Micropaleontology in geosciences focuses on studying the evolution of microfossils (e.g., foraminifera) through geological records to reconstruct past environmental and climatic conditions. This field heavily relies on visual recognition of microfossil features, making it suitable for computer vision technology, specifically deep convolutional neural networks (CNNs), to automate and optimize microfossil identification and classification. However, the application of deep learning in micropaleontology is hindered by limited availability of high-quality, high-resolution labeled fossil images and the significant manual labeling effort required by experts.

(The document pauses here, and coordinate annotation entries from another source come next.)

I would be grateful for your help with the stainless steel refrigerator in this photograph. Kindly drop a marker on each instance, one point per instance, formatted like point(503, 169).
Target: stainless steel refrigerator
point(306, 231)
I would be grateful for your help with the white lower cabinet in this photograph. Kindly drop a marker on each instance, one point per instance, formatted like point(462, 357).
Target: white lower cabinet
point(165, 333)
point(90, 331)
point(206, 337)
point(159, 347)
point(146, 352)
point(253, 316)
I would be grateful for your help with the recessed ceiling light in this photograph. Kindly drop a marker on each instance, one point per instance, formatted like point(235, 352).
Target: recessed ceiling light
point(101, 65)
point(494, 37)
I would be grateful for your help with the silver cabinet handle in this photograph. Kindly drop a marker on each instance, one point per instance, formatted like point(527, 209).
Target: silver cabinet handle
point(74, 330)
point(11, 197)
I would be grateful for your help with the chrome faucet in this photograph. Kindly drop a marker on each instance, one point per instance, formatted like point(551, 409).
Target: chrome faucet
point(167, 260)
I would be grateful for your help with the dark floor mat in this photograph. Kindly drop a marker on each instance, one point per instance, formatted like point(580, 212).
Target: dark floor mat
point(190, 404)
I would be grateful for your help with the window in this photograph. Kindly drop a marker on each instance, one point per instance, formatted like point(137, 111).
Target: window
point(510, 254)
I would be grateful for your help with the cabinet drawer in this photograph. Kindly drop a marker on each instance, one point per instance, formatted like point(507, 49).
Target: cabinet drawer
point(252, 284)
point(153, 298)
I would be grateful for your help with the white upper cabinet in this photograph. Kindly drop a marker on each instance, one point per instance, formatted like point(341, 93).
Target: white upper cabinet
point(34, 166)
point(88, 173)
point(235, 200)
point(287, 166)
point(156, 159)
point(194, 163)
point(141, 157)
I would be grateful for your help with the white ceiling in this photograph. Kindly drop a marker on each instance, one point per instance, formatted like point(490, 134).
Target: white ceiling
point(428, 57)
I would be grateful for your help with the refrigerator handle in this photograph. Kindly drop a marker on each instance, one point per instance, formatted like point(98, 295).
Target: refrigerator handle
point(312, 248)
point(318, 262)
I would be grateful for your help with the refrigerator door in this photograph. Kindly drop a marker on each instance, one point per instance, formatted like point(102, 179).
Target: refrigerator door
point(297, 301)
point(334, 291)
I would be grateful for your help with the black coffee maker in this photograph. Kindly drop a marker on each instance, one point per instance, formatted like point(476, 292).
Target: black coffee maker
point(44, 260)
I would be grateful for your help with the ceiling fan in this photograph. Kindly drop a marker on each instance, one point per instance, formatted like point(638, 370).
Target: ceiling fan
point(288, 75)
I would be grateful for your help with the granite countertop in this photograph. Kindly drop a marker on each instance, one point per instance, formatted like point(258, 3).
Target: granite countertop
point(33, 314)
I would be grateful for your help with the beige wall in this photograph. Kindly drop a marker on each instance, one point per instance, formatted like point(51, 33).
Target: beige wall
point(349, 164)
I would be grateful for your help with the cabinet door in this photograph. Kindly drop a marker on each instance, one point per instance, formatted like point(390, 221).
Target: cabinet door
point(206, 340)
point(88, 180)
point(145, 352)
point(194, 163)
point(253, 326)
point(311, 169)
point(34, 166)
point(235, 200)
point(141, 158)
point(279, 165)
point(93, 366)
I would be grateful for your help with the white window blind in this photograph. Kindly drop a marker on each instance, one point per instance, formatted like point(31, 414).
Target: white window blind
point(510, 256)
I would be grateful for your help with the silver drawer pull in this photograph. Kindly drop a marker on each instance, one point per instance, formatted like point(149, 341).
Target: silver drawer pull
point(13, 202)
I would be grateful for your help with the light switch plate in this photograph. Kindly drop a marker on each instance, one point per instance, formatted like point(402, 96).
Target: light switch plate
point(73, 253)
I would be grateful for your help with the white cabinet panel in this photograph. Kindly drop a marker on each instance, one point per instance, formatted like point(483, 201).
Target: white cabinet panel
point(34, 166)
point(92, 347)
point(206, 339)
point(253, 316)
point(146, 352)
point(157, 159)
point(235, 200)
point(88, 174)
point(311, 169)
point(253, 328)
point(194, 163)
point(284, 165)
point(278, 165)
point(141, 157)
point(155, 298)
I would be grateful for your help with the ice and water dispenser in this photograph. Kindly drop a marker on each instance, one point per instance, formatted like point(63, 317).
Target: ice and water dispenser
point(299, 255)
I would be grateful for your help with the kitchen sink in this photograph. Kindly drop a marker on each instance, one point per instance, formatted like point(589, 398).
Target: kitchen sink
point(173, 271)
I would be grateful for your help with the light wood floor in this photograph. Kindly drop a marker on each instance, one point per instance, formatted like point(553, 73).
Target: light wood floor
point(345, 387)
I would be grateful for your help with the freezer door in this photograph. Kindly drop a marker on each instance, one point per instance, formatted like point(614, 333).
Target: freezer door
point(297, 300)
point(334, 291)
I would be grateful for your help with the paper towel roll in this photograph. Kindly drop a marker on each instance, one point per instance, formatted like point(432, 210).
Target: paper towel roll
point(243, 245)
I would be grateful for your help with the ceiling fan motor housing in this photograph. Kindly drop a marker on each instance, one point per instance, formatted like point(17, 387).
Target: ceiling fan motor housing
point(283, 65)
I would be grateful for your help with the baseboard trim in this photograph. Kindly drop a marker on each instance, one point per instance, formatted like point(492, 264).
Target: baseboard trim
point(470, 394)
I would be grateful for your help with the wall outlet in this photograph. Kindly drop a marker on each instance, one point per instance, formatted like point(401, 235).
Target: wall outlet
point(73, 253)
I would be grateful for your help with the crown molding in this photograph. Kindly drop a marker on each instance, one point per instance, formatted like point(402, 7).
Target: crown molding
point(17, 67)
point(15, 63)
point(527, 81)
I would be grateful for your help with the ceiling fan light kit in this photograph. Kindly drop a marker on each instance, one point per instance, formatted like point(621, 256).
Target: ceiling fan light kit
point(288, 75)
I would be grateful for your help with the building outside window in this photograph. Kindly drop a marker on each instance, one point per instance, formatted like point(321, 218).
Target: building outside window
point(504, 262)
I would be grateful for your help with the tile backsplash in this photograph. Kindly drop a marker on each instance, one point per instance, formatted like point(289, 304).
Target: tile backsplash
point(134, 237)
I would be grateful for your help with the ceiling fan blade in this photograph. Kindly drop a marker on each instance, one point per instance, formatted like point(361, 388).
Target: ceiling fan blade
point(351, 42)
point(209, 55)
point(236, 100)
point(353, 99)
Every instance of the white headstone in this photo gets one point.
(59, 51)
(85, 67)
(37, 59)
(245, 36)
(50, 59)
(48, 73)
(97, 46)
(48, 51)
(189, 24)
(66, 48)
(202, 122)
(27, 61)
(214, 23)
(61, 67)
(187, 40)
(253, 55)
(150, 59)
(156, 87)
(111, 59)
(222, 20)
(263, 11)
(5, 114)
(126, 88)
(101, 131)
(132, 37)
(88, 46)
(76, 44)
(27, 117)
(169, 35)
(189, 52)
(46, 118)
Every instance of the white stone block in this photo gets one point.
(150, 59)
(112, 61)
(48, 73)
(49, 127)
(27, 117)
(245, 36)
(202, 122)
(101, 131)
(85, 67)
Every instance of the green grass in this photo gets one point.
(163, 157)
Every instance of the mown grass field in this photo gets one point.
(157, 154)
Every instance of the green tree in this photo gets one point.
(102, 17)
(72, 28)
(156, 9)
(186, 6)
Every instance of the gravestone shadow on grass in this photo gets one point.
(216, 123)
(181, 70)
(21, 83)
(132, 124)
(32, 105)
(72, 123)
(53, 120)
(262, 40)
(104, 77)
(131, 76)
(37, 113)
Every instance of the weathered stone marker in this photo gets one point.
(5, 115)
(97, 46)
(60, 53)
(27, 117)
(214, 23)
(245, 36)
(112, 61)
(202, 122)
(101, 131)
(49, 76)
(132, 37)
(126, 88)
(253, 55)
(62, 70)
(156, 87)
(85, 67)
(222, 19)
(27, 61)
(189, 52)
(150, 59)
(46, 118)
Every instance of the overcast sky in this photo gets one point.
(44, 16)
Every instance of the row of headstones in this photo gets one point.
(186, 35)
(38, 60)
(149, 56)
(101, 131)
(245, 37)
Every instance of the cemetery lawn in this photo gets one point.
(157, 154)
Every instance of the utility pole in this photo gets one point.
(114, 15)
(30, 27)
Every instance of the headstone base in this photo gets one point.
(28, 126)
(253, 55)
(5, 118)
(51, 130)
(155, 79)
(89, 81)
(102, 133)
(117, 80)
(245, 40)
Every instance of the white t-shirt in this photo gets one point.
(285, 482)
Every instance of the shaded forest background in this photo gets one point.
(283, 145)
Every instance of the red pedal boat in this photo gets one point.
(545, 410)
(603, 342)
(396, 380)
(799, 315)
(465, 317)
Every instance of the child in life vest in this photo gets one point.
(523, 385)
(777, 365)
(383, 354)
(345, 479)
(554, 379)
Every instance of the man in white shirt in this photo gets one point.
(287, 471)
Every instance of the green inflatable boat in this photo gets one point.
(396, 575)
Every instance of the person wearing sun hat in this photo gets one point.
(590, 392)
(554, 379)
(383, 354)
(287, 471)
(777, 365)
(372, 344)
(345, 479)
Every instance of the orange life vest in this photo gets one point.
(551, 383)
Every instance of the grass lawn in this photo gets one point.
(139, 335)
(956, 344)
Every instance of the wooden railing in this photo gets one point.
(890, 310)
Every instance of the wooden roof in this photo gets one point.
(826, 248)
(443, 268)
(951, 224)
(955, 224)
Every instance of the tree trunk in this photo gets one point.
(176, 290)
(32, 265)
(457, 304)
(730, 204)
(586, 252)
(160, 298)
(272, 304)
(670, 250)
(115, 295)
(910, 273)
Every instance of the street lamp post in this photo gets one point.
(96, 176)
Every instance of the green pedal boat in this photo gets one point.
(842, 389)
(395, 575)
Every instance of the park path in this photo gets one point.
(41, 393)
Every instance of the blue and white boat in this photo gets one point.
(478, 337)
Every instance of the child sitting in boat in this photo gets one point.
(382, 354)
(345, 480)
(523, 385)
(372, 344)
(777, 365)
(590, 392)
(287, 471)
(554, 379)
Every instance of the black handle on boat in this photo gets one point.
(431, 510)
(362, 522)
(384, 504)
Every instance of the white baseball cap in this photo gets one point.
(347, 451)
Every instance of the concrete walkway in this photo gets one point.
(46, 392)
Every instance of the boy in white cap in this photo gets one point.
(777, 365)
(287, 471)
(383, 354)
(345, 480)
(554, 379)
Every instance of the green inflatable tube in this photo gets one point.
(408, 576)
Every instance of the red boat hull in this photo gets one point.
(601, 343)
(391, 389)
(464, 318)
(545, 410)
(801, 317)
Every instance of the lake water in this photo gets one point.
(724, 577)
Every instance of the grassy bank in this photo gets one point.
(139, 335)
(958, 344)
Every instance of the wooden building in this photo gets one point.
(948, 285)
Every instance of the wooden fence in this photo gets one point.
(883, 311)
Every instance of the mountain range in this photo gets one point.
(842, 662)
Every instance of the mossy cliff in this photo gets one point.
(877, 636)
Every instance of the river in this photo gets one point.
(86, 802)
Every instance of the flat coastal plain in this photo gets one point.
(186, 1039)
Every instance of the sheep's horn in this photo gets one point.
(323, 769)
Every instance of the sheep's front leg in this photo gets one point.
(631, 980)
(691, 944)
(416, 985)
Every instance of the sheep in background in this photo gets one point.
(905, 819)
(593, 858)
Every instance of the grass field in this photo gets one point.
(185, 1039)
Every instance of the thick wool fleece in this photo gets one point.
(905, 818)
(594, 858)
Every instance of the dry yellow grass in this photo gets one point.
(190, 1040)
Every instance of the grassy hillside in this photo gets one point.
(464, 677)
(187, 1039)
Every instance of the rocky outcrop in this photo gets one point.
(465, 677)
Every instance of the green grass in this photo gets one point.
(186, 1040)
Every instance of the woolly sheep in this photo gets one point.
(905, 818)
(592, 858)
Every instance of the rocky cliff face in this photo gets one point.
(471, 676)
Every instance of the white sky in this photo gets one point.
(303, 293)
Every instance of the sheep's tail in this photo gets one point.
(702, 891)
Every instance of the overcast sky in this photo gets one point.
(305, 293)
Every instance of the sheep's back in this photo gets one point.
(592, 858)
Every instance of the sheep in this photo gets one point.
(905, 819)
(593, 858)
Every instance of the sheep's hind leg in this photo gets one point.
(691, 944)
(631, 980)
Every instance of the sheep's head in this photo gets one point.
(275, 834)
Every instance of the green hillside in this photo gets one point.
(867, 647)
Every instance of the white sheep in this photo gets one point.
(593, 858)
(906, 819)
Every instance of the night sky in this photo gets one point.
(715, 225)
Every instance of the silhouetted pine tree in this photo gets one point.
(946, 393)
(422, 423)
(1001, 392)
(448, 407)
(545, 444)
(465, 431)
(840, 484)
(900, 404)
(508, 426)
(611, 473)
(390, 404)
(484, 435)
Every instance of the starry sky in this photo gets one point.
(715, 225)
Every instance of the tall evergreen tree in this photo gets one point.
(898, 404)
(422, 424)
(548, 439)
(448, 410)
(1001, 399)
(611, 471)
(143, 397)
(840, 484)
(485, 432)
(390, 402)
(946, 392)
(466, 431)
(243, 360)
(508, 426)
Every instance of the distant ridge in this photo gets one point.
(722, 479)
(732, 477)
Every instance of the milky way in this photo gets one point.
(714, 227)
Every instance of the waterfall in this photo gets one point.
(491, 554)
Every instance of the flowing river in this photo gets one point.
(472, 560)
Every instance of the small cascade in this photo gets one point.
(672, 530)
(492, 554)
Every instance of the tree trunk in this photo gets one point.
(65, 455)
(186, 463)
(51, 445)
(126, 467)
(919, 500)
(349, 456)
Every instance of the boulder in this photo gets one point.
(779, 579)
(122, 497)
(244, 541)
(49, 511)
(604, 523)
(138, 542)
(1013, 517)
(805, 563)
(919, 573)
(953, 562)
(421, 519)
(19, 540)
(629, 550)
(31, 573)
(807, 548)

To address these challenges, we propose a novel deep learning workflow combining hierarchical vision transformers with style-based generative adversarial network algorithms to efficiently acquire and synthetically generate realistic high-resolution labeled datasets of micropaleontology in large volumes. Our study shows that this workflow can generate high-resolution images with a high signal-to-noise ratio (39.1 dB) and realistic synthetic images with a Frechet inception distance similarity score of 14.88. Additionally, our workflow provides a large volume of self-labeled datasets for model benchmarking and various downstream visual tasks, including fossil classification and segmentation. For the first time, we performed few-shot semantic segmentation of different foraminifera chambers on both generated and synthetic images with high accuracy. This novel meta-learning approach is only possible with the availability of high-resolution, high-volume labeled datasets. Our deep learning-based workflow shows promise in advancing and optimizing micropaleontological research and other visual-dependent geological analyses.